Up the Junction and Poor Cow, both better known works of Nell Dunn’s, have recently been republished by Virago. As there are many elements which the books have in common, and as both share the same author preface, rather than address them separately, I have decided to write about them both together. Nell Dunn’s introduction is like a story in itself, and tells of her life in Battersea from the late 1950s. It includes such details as, ‘There were still a lot bomb sites, and my two-year-old son would be taken by the big girls and boys to play King of the Castle on the mounds of building debris’, ‘The night of Princess Margaret’s wedding everyone got drunk’, and ‘I bought my first pair of tight white jeans off a rail in the market’. This introduction in a sense serves to ground the stories which follow it.
Up the Junction, first published in 1963, is made up of a series of short stories set in South London. It was awarded the John Llewelyn Rhys Memorial Prize, and has also been turned into a film. The tales in the collection are all heavily involved in the sense of a community and the mundanities of life in 1960s London. This is clear from the titles of the stories alone, which range from ‘Out With the Girls’ and ‘Out With the Boys’, to ‘Sunday Morning’ and ‘Wash Night’. The book’s blurb states that the stories ‘are unhibited, spirited vignettes of young women’s lives in South London in the sixties [where] money is scarce and enjoyment must be grabbed while it can’. To further set the scene, one supposes, all of these stories have been told by way of dialect heavy conversations between its characters – for example, ‘It’s me birthday tomorrer’ and ‘It’s better to marry an ugly man what’s got god ways than a good-looker what’s sly’. It is not often clear who is speaking, so in consequence, the reader learns next to nothing about any of the characters who fill its 130 odd pages.
Three protagonists are followed in Up the Junction, Sylvie, Ruby and Lily, all of whom work at a local sweet factory. The entirety of the book, on the surface of it, looks to be heavily involved with sexual politics, but as one reads on, the fixation upon aesthetics becomes clear. Each of the characters seems to place much emphasis upon their own appearances, interrupting even important conversations to ask if their hair looks nice, or if their new item of clothing suits them. Examples of this can be found in sentences such as this one: ‘[Pauline] was pretty in the dirty cafe; full ashtrays and dripping sauce bottles; sugar-bowls with brown clotted lumps in the white sugar’.

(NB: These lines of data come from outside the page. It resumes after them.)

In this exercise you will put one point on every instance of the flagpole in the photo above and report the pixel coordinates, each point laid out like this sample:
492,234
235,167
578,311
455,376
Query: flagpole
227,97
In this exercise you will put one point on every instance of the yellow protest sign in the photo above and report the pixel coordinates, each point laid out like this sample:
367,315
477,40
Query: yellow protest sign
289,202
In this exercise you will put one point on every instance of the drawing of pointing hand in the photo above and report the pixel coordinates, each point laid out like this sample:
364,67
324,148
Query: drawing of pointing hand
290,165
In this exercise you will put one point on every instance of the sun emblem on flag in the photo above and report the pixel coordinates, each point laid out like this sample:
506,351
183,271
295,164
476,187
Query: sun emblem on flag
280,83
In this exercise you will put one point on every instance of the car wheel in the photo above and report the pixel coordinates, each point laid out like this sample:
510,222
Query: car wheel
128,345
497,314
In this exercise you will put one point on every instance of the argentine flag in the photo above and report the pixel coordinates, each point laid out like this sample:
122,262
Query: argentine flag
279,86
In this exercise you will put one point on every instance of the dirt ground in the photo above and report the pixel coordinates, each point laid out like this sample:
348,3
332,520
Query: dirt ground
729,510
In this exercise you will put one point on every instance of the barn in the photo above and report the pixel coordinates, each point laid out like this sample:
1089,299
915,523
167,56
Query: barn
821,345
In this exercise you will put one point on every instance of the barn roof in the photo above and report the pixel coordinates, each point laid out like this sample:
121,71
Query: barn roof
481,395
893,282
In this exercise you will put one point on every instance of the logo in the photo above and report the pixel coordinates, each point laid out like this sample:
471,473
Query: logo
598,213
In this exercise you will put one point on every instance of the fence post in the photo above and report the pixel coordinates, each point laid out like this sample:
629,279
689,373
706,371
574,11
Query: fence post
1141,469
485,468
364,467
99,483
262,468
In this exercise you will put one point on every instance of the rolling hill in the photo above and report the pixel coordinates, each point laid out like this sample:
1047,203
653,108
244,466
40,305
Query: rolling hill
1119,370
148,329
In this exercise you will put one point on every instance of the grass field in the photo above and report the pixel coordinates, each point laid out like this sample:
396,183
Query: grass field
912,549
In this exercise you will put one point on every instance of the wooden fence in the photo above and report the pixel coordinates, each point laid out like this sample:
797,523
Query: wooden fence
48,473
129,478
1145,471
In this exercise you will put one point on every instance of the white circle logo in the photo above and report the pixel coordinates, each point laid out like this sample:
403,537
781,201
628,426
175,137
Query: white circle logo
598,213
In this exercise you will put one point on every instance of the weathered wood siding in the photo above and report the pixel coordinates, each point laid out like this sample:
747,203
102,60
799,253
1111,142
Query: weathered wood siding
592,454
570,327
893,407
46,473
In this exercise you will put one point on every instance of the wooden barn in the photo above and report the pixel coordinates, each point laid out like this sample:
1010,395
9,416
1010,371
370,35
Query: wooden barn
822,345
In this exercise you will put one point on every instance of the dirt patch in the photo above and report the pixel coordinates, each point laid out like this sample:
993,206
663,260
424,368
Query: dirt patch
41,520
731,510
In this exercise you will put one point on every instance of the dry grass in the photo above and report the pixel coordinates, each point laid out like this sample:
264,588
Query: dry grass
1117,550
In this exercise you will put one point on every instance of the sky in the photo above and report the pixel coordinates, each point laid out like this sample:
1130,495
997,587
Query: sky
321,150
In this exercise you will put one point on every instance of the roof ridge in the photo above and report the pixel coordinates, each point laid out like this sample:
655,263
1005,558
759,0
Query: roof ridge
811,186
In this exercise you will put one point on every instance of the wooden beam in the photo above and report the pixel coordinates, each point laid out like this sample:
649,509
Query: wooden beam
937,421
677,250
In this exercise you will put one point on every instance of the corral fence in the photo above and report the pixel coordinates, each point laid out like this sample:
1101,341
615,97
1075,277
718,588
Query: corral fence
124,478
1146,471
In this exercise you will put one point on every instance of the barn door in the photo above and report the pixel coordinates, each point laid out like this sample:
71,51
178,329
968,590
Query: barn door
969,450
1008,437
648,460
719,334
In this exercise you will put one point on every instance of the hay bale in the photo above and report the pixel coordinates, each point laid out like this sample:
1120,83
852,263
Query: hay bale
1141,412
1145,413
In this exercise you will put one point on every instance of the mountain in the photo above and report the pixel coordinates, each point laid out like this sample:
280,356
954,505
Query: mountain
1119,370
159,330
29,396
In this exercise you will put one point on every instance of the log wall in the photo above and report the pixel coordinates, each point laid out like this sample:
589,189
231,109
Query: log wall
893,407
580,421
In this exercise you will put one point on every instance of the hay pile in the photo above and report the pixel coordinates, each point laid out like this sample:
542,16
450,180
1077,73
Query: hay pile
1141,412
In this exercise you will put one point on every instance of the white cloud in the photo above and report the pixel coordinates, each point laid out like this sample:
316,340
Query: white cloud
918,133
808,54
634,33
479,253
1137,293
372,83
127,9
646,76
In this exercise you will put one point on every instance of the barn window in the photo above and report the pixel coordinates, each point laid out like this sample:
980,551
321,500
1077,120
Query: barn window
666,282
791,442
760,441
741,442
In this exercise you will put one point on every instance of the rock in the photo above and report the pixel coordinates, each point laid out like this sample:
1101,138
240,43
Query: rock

The stories are evocative of bygone times – there is lots of dancing, ‘snoggin”, institutionalised racism, National Health glasses, the pawning of furniture when money is tight, illegal abortions and the WVS. Stories take place in the factory where the protagonists work, the local pub, the Old Kent Road, and various dwellings around the area. Whilst interesting enough, these stories are relatively similar, and in consequence, nothing really stands out amongst them. Sadly, the majority also do not feel well-developed enough to have any lasting effect upon the reader. ‘Sunday Morning’, for instance, would have been far better with further explanation of the situation. The illustrations, drawn by Susan Benson, are randomly scattered through the pages and rarely match the writing which surrounds them. It does not feel as though there is much within Up the Junction which the modern reader will be able to identify with. The simplistic writing style also takes away any atmosphere which the stories could feasibly have had.

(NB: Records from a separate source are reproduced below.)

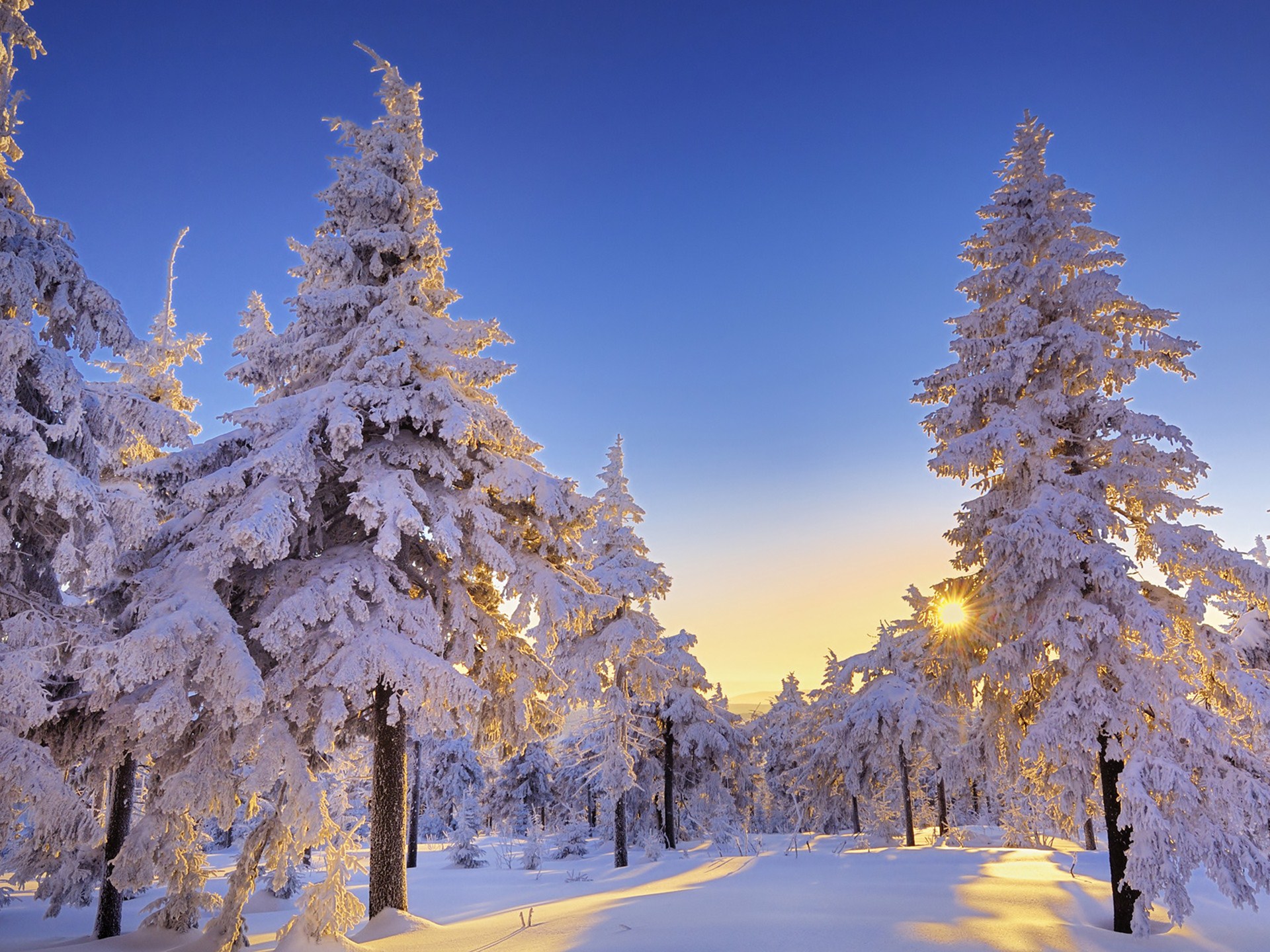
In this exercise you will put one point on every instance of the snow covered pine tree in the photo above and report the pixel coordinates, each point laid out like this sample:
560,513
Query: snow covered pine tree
614,664
1076,491
389,510
62,531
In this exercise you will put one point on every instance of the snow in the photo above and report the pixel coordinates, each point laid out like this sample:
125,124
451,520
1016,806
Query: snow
825,898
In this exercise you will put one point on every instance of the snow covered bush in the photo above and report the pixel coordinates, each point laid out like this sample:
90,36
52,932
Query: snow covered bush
572,841
462,850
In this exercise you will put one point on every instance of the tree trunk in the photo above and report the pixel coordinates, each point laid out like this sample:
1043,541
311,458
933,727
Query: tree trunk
110,905
668,786
412,843
388,809
910,840
1123,899
620,832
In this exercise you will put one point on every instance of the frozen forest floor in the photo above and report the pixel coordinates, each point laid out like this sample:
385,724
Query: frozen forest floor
831,896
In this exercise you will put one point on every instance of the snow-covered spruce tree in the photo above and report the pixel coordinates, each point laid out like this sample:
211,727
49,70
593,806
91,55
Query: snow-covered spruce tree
451,768
777,735
388,509
883,716
1076,491
462,850
681,706
60,530
704,758
113,733
523,789
613,666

Poor Cow was first published in 1967, and was Dunn’s second work of fiction. Margaret Drabble, whose introduction to the story has been reprinted in the new edition, calls it ‘Touching, thoughtful and fresh… A tour de force’. In her introduction, Drabble states that after her move to London, Dunn ‘was soon to be writing of the lives of working-class women in a way that struck the same chords as the plays and novels of Sillitoe, Osborne and John Braine… Nell Dunn felt she had discovered a world where women did not depend on male patronage, where they went their own ways, sexually and financially, where there was plenty of work’.
The novella tells the story of Joy, ‘twenty-one, with bleached hair, high suede shoes, and a head full of dreams’. When the story opens, Joy is making her way down Fulham Broadway on her ‘slum-white legs’ with her new baby in tow, ‘his face brick red against his new white bonnet’. ‘Her life seems to be a catalogue of disasters, which follow naturally and inevitably from the first false step of letting herself get pregnant’, Drabble says. She adds that Joy’s husband, Tom, is a thief, ‘which translates her into a nice close-carpeted flat in Ruislip’. Neither Joy nor her husband are content with their lives: ‘He always wanted more out of his life than what he had’. When Tom is caught in a stolen car by the police, he is hauled in and sentenced to four years in prison: ‘… course he had only to do two years out of that you see… But I hadn’t even the heart to sell the furniture, I just walked out and went to live with my Auntie Emm’.
The story is told in a variety of narrative styles, which chop and change at whim. Joy’s own narrative voice is written in a similar dialect to that captured in Up the Junction: ‘Terrible when you ain’t got fuck all, you ain’t got nothing’. As with Up the Junction, it is not always clear here who is speaking. Poor Cow is not overly engaging, and the uncertain style of its writing and narrator let the story down somewhat.